Despite the perception that self-licensing is overly complex and expensive, he decided to pursue this option.

“I think a lot of the bank-owned institutions try to make having your own license look scary and expensive, but particularly when I’m the only authorised representative at the moment, adviser supervision isn’t an issue for me,” Rees-Evans laughs.

He sees this as one of the biggest risks faced by bank-owned financial planning businesses.

“But a lot of the other independents I network with, we’re all small, we know intimately the people that are part of the practice and are sure that everyone is passionate about non-conflicted advice,” he says.

The accounting partner

He chose to co-locate the business alongside an established accounting practice, Lockwood and Ward.

Rees-Evans explains the financial planning opportunity comes when clients are dealing with an accountant and ask something that falls within the parameters of financial advice.

He says Lockwood and Ward wanted to round out its own offer by being able to provide advice to a client base composed mainly of accumulators, the 35-55 year-old clients. The head of the practice, Steve Lockwood, was dissatisfied with referring clients to other firms to obtain financial advice.

“So the benefit to the client is they’ve got more of a one stop shop, can see the accountant for their annual tax, and quite a lot of them have businesses as well.”

Fee structure

Under the business model adopted at Libertas Wealth, the business enters a 12-month agreement with each client and sets outcomes over the following year.

Rees-Evans then quotes a fee based on the complexity involved.

“Often it’s behavioural complexity, like spending too much, or irrational things like having a large credit card bill and a large term deposit, and not wanting to pay the card off,” he says.

In most cases, clients pay this in monthly installments, though Rees-Evans says some pay the annual amount upfront, and others pay quarterly.

“If people are paying every month, they tend to be more engaged,” he adds, explaining this is inspired by Jim Stackpool’s approach to financial planning.

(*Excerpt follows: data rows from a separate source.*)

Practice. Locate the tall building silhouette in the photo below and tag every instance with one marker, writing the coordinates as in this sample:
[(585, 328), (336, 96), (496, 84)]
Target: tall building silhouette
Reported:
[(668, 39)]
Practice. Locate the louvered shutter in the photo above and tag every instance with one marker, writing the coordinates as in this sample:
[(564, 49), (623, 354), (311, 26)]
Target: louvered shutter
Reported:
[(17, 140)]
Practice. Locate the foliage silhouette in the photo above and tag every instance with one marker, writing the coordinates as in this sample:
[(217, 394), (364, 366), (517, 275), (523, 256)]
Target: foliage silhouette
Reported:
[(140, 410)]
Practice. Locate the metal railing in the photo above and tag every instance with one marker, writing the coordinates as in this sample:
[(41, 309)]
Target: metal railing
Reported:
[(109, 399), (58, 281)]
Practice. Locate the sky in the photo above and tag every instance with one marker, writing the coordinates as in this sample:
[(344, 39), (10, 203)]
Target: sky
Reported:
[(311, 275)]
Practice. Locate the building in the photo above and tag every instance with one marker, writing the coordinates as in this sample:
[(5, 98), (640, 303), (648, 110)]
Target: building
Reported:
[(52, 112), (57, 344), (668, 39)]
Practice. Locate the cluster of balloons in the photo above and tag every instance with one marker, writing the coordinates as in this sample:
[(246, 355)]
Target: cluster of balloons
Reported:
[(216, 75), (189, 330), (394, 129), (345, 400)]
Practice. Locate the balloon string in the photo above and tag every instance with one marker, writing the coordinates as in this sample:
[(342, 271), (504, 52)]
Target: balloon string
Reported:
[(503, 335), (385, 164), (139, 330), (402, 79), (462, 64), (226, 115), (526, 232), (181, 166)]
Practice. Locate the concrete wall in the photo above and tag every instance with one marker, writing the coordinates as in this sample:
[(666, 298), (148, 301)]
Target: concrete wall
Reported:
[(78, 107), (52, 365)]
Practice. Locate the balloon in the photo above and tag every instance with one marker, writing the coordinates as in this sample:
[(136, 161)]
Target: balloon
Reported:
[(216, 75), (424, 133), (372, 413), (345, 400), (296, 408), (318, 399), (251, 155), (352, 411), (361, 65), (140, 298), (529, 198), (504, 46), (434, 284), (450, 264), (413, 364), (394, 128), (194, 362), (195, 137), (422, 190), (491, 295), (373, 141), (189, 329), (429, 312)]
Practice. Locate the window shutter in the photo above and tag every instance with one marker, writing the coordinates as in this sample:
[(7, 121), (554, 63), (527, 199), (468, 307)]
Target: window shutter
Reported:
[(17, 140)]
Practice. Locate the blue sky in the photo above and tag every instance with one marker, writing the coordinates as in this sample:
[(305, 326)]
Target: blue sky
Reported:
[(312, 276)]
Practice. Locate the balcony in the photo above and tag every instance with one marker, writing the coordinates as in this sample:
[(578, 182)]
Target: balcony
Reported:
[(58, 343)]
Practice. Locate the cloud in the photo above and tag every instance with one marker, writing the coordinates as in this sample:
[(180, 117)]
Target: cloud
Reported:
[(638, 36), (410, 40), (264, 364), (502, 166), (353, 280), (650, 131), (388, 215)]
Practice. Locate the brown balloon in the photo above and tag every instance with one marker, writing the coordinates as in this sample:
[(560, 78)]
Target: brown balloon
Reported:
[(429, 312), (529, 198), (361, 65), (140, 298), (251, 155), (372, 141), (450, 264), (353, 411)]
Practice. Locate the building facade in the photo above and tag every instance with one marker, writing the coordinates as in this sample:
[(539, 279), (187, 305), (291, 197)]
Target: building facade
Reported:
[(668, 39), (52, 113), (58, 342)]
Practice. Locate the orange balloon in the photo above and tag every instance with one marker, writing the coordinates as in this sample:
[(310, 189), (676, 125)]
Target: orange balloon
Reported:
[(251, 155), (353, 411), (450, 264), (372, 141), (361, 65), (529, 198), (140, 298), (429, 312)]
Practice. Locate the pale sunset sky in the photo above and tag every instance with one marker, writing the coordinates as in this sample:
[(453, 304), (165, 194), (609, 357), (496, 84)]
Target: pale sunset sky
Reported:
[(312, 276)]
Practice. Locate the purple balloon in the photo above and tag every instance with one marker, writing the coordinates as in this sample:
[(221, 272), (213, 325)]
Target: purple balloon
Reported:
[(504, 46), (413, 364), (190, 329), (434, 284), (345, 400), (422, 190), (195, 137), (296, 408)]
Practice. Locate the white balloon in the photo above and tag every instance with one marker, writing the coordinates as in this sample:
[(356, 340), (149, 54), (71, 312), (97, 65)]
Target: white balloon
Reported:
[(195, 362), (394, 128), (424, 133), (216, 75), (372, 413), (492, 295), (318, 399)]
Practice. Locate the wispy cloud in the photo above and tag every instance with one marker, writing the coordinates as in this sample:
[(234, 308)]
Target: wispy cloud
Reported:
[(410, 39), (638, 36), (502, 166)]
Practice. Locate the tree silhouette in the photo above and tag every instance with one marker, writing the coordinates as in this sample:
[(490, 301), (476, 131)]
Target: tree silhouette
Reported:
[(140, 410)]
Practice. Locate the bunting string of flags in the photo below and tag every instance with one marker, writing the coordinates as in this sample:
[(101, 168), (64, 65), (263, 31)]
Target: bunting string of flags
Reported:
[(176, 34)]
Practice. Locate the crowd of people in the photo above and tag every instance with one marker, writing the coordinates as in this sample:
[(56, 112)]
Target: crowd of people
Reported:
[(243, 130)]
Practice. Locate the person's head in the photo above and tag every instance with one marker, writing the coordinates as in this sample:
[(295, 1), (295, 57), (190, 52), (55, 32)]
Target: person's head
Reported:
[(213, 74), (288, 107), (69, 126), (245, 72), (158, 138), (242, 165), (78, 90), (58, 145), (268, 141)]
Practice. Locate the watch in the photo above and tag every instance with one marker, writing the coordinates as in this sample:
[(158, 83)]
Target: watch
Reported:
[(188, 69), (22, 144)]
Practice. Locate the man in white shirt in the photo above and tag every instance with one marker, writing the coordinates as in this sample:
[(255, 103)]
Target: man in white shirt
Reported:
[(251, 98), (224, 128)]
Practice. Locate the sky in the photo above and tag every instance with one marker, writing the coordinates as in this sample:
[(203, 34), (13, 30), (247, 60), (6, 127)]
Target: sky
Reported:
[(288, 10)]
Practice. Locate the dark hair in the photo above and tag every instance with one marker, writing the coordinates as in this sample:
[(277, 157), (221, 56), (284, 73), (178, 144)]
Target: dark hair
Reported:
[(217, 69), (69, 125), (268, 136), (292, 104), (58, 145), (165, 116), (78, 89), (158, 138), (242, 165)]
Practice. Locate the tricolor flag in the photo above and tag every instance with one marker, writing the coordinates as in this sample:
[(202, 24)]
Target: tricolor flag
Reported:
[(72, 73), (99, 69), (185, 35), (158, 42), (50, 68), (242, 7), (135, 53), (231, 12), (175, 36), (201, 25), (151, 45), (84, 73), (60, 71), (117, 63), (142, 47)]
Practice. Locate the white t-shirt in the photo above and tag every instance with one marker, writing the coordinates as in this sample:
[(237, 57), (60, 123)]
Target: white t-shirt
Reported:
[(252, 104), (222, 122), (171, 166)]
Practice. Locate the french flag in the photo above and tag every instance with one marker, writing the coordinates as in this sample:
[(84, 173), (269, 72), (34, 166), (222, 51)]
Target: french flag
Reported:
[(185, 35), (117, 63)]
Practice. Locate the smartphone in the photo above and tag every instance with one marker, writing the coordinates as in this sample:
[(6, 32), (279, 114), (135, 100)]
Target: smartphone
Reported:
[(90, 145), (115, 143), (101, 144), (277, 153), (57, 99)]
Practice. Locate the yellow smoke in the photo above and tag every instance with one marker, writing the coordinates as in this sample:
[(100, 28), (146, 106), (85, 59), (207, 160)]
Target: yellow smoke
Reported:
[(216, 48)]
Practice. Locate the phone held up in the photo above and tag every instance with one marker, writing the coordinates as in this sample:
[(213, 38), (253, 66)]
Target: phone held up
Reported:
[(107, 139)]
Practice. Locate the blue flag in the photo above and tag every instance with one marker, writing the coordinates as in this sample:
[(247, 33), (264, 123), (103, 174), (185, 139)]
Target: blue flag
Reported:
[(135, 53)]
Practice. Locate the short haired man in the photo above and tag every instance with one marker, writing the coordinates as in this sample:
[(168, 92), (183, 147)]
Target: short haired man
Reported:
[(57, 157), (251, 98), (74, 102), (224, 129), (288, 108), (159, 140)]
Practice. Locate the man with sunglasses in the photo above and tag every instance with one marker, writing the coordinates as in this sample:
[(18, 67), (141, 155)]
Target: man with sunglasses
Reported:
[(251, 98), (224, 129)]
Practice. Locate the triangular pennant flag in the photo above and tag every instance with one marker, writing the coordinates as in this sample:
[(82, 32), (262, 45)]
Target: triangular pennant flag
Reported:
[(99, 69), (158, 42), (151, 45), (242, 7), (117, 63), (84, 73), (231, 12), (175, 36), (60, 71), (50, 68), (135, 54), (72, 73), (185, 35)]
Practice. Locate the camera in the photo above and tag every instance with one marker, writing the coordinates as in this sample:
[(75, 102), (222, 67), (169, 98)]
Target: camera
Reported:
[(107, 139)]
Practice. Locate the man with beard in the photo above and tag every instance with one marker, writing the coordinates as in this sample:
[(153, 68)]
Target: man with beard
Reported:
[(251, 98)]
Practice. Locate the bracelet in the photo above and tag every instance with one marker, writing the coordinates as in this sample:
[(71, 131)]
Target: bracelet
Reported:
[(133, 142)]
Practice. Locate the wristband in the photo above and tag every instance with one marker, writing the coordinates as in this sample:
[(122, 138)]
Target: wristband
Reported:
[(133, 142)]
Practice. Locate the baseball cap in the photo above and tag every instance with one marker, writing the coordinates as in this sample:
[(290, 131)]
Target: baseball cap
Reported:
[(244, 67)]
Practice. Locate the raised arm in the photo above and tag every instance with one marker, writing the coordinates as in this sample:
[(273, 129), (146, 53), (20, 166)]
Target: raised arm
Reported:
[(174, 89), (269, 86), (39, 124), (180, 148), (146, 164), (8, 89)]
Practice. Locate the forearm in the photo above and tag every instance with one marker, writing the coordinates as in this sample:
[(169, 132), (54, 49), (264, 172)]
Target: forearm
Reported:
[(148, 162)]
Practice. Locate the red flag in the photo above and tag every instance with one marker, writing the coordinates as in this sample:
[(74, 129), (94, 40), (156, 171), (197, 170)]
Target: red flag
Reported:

Do independents charge more?

Being an independent practitioner, as a sole trader with a smaller pool of clients than most advice businesses that charge a mixture of commissions and fees, Rees-Evans says, “If you look at the visible fee the client pays an adviser, it would appear higher, because insurance, for example, is usually charged via an in-built commission.”

“So what they pay us visibly is higher, but in what we actually get in our bank accounts as advisers, it is probably the same as it was everywhere else,” he says.

Rees-Evans refers to the less obvious fees charged by clients of mixed remuneration model financial planners, conceding these fees are legally disclosed to clients, but are less well understood by consumers

Social media inspiration

His venture grew out of a chance encounter on Linked In, having joined a ‘Buying a financial planning practice’ group on the social media network.

Steve Lockwood, principal of Lockwood, had been looking for an adviser to come into the business as an owner rather than an employee

“We didn’t want any cross financial ownership. Most accountants getting into financial advice are attracted by the asset-based fees

“What I liked about Steve [Lockwood] was that he wasn’t motivated by getting a personal financial benefit, so much as being able to provide a fuller suite of service to clients of the firm.”

This article was amended on November 14 to clarify a quote that incorrectly suggested clients of Lockwood and Ward were dissatisfied with the advice they received. It was instead Lockwood and Ward that was dissatisfied with the financial advice their clients were receiving from previous external referral partners.